- Primero. Saber lo que les pasa por dentro. Comprender cómo la inseguridad y el miedo influyen en su comportamiento. Desarrollar un vocabulario emocional sólido con el que puedan comunicarse con el resto.
- Segundo. Identificar los sentimientos de los demás para aprender a ponerse en su lugar. El desarrollo de la empatía permite construir una sociedad cohesiva.
- Tercero. Aprender a gestionar las emociones básicas y universales. Son intangibles, pero son el único activo con el que se viene al mundo.
- Cuarto. Diseñar, ejecutar y evaluar soluciones responsables a los problemas, y no adoptar posicionamientos dogmáticos, que no se han podido o querido comprobar.
- Quinto. Resolver conflictos para mantener relaciones sosegadas con los demás. Rechazar aquellas decisiones que impliquen violencia o agresión.
Distintas pruebas científicas demuestran que los niños educados con prácticas afines a estos criterios son más felices, confían más en sí mismos y son más competentes social y emocionalmente. Además, resulta que una buena educación social y emocional también mejoraría nuestros maltrechos resultados académicos.

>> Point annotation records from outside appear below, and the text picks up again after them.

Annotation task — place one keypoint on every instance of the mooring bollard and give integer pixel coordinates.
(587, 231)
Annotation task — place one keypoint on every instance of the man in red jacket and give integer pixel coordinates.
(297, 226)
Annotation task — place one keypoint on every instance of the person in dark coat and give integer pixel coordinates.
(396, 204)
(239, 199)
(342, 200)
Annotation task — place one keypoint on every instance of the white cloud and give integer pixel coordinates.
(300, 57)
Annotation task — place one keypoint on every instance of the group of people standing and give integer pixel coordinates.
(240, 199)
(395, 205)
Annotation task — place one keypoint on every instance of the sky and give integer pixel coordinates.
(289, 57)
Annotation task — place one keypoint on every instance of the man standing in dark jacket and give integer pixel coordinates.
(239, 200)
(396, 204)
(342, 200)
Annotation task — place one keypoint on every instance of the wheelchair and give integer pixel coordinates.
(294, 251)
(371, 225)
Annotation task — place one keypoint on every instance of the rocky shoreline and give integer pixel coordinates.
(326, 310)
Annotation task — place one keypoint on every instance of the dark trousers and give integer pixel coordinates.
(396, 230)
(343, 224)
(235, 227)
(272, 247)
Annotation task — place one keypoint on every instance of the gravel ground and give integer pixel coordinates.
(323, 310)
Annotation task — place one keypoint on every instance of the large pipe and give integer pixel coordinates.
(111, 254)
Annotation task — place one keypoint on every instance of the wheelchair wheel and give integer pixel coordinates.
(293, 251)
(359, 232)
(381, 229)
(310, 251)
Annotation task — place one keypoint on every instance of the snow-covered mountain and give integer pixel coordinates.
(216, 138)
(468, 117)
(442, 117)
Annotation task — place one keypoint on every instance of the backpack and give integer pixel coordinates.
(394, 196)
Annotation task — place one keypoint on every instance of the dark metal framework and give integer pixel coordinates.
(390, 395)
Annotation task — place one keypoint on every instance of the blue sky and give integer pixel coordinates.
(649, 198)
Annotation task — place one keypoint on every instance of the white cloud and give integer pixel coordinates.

¿A qué estamos esperando, pues, para impartir aquellos rudimentos científicos que ilustren sobre la naturaleza y la gestión de las emociones básicas y universales, en lugar de los valores, ya sean de derechas o de izquierdas? Antes de atisbar la vida eterna o los valores de la democracia –todo llegará–, la infancia necesita calibrar el impacto insospechado del desprecio, controlar la ira o comprender los mecanismos para ponerse en el lugar del otro.